Het plan staat ook niet los van grotere strategieën. In Guyana’s Low Carbon Development Strategy 2030 kwam al naar voren dat natuurwinst en stadswinst elkaar kunnen versterken wanneer beheer, data en participatie als één systeem worden ingericht, precies de basis die nodig is om een Garden City niet alleen te tekenen maar ook te onderhouden, van drainage en kanalen tot musea en parken die als netwerk functioneren in plaats van als losse ansichtkaarten.
De horizon reikt verder dan de eigen kade. De Wereldstedenconferentie WUF13 vindt in mei 2026 plaats in Bakoe en niets staat in de weg om Georgetown daarna kandidaat te maken voor een volgende editie, want een stad die zichtbaar vernieuwt met bewoners aan het roer heeft precies de mix die planners, financiers en onderzoekers willen zien.

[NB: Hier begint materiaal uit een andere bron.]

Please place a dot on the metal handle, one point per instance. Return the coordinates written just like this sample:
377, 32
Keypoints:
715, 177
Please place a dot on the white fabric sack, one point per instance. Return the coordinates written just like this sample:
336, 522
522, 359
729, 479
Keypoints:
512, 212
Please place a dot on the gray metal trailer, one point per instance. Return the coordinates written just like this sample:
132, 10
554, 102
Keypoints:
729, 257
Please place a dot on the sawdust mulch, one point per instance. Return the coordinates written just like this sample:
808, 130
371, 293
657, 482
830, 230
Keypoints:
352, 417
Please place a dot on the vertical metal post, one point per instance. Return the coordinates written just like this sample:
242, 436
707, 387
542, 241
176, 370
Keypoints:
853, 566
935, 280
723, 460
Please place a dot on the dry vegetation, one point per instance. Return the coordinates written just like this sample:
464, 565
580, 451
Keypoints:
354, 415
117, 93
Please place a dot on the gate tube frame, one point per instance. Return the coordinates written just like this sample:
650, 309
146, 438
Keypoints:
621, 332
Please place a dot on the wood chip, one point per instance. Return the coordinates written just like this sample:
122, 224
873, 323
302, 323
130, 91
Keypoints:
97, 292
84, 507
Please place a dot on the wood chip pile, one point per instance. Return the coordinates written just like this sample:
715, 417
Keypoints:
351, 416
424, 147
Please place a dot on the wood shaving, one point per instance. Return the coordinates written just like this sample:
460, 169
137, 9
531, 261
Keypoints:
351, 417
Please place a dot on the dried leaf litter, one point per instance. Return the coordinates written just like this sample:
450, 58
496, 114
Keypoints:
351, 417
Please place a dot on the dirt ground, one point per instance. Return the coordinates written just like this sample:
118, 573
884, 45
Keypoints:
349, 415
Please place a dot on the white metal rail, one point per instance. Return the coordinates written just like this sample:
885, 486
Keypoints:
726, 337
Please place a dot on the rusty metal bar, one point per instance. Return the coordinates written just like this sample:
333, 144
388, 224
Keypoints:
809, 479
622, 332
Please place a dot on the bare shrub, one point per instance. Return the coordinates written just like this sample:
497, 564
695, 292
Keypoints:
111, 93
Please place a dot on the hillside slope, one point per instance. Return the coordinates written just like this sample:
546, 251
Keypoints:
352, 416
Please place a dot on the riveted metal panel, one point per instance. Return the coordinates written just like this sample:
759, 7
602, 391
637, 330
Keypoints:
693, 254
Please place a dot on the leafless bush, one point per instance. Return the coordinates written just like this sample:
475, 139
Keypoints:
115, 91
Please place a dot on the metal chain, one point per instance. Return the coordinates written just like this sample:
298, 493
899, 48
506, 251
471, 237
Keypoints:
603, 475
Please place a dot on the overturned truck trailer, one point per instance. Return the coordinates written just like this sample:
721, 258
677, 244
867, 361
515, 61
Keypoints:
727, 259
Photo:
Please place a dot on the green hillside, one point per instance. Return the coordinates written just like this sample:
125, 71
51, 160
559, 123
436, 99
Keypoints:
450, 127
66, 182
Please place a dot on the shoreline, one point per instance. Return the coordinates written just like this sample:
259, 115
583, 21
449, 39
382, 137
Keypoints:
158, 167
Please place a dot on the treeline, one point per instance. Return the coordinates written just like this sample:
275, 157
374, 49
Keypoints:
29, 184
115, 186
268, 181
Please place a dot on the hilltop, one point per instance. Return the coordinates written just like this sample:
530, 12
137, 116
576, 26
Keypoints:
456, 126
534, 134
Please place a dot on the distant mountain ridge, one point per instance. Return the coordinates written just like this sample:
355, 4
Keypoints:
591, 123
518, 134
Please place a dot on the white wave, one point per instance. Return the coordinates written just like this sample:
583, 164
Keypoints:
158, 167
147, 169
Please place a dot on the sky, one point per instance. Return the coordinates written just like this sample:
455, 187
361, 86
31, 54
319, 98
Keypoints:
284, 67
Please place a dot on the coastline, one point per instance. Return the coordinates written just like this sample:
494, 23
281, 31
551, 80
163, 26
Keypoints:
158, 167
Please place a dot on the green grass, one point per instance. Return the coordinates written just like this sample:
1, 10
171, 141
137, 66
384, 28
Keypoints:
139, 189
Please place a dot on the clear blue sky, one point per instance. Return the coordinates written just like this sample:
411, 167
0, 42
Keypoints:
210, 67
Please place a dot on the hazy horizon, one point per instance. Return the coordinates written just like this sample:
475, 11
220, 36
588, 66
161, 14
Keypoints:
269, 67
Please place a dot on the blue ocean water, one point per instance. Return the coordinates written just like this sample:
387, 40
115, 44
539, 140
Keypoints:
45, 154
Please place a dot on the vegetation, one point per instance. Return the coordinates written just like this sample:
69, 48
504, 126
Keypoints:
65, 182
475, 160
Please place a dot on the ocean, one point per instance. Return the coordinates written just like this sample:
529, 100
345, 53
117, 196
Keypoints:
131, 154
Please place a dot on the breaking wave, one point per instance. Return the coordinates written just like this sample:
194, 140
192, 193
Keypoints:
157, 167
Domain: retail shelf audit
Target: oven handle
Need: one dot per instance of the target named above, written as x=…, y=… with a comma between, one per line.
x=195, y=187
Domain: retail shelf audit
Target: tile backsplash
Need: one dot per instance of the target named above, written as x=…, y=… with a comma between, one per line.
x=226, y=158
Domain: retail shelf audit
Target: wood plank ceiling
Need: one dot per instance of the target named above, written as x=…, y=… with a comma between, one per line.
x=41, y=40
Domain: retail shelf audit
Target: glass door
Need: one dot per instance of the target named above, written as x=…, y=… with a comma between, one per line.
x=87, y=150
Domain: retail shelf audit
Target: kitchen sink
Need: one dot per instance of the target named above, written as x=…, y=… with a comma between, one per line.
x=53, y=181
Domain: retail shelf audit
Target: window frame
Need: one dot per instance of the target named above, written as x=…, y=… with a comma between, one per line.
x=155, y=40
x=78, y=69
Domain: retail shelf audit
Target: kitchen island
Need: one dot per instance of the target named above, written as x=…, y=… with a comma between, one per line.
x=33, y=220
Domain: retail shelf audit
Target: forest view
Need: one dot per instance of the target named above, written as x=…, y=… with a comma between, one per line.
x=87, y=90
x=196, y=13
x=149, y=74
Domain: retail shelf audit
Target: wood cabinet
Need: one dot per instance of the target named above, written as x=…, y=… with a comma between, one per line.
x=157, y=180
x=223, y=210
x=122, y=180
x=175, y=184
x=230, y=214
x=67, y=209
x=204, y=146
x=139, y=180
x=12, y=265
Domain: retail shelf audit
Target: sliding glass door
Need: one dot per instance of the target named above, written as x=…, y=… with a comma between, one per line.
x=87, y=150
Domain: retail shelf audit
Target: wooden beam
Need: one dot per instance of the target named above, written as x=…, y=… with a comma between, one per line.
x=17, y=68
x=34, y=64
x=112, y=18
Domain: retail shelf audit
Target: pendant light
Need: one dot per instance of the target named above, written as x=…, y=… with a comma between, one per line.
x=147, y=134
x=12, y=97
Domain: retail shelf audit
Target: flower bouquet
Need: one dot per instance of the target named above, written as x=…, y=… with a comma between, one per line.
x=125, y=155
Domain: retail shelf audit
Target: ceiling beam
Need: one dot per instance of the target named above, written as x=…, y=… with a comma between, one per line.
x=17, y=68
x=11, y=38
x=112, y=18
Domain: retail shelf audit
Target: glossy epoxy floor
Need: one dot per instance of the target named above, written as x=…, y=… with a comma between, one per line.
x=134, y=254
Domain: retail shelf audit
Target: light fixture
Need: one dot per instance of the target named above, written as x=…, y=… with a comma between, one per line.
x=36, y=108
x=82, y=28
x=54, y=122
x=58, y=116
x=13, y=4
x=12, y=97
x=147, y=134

Zo’n ambitie dwingt bovendien tot meetpunten, want alleen wie onderhoud, veiligheid, waterkwaliteit, loop- en fietsaandeel en lokale werkgelegenheid elk kwartaal volgt, weet of de tuin groeit of stilvalt.
Wie nu al een kleine stap wil zetten die grote verandering mogelijk maakt, legt per buurt een lijst vast van drie concrete ingrepen die binnen twaalf maanden haalbaar zijn en die tegelijk schoonheid, veiligheid en verdienvermogen raken, bijvoorbeeld groen aanleggen langs routes naar school, stoepen en fietsstroken door trekken tot aan markten en kades, en vergunningen voor terrassen en kiosken koppelen aan beheer van de publieke ruimte. Zulke afspraken klinken bescheiden maar zorgen dat plannen op straat landen en dat bewoners merken dat hun stad niet alleen belooft maar levert.